Acute and Chronic Phases:

- The acute phase, characterized by intense pain and restrictionof movement (hence, the "freezing phase"), typically involves significant inflammation of the shoulder's soft tissues. Common conditions include subacromial bursitis and rotator cuff tendonitis.

- During the chronic phase, or the "frozen phase", adhesion of the local soft tissues occur, leading to more pronounced movement restrictions and even muscular atrophy.

- Effective treatment during the acute phase can prevent or alleviate the symptoms of freezing. Once frozen shoulder occurs, appropriate treatment can expedite recovery during the "thawing phase."


Acupuncture and Treatment Strategy:

- Acupuncture, particularly electroacupuncture, is highly effective for frozen shoulder.

- During the freezing phase: The focus is on pain relief and inflammation reduction, with shallow acupuncture and heat therapy on tender local points.

- During the frozen phase: Treatment aims to eliminate adhesions and increase shoulder mobility.

- During the thawing phase: Emphasis is placed on the patient's active exercise, supplemented with acupuncture.

- The efficacy of acupuncture for frozen shoulder or periarthritis has been confirmed in randomized controlled studies.

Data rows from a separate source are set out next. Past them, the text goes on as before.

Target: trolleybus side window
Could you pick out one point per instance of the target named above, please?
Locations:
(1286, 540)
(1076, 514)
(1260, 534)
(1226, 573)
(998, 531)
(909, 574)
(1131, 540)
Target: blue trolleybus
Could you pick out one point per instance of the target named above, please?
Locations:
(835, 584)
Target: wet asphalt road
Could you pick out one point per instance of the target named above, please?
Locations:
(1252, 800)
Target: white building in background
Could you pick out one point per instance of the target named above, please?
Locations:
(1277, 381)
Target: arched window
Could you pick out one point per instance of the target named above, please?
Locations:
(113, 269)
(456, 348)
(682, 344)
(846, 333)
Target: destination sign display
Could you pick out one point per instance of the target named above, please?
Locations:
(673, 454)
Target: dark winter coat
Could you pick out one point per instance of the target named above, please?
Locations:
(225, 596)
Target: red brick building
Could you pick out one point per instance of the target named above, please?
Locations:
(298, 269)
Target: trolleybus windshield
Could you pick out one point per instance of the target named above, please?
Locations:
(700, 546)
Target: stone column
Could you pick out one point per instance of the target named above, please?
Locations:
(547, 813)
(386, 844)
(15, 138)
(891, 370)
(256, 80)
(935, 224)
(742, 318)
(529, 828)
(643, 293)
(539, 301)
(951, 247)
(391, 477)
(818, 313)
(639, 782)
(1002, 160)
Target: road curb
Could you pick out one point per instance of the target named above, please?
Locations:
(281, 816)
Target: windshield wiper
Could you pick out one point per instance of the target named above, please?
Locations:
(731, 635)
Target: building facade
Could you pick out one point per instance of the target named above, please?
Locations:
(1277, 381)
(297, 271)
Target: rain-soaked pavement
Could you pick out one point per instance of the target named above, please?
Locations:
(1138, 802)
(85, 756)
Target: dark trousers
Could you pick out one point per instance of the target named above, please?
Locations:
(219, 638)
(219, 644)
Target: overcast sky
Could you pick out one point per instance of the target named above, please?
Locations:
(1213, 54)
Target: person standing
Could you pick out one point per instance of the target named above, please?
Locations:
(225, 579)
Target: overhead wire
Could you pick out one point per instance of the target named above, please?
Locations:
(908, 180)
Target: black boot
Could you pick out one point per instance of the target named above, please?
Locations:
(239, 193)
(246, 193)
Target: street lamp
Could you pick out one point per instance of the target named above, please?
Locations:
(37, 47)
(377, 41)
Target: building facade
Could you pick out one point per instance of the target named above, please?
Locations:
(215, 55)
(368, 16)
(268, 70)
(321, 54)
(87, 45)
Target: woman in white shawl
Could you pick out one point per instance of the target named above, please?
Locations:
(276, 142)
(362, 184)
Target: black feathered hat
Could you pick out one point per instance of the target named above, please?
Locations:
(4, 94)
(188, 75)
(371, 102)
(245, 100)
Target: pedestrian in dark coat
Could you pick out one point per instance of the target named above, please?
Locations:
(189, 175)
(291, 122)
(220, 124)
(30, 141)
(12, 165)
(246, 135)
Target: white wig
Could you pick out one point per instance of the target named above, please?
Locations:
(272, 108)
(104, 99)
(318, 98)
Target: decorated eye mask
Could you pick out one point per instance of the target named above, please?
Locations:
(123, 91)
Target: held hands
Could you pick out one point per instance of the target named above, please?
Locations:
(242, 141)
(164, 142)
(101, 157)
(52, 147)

- Exercise itself promotes recovery from frozen shoulder, and combining exercise with acupuncture has been shown to improve recovery outcomes.


Combining Acupuncture with Conventional Treatments:

- Conventional medical treatments for frozen shoulder include local nerve block, physiotherapy, and oral anti-inflammatory pain medications.

- Combining acupuncture with these treatments can enhance effectiveness, providing better pain control, duration, and improved shoulder joint mobility.


Rehabilitation Approach:

- Addressing pain relief and effective shoulder exercise is crucial since pain and mobility issues create a vicious cycle. Local pain leads to movement avoidance, accelerating tissue adhesion and reducing mobility.

- Patients should utilize the hours of pain relief after acupuncture to actively move the affected shoulder.

- Once the shoulder is completely frozen, although pain might decrease, it's generally challenging to move the joint. At this stage, passive shoulder movement is required.

- Regardless of whether the exercises are active or passive, they should encompass various directions, including rotation, elevation, and extension.

- Given that most patients with frozen shoulder experience both pain and mobility impairment, this condition is well-suited for bilateral or symmetrical acupuncture techniques. After stimulating local points on the affected side, contralateral points and corresponding lower limb points, as well as abdominal acupuncture points, can be used while encouraging the patient to move the affected shoulder.


In summary, managing frozen shoulder requires a multifaceted approach, combining pain management through acupuncture with effective shoulder exercises, to break the cycle of pain and immobility.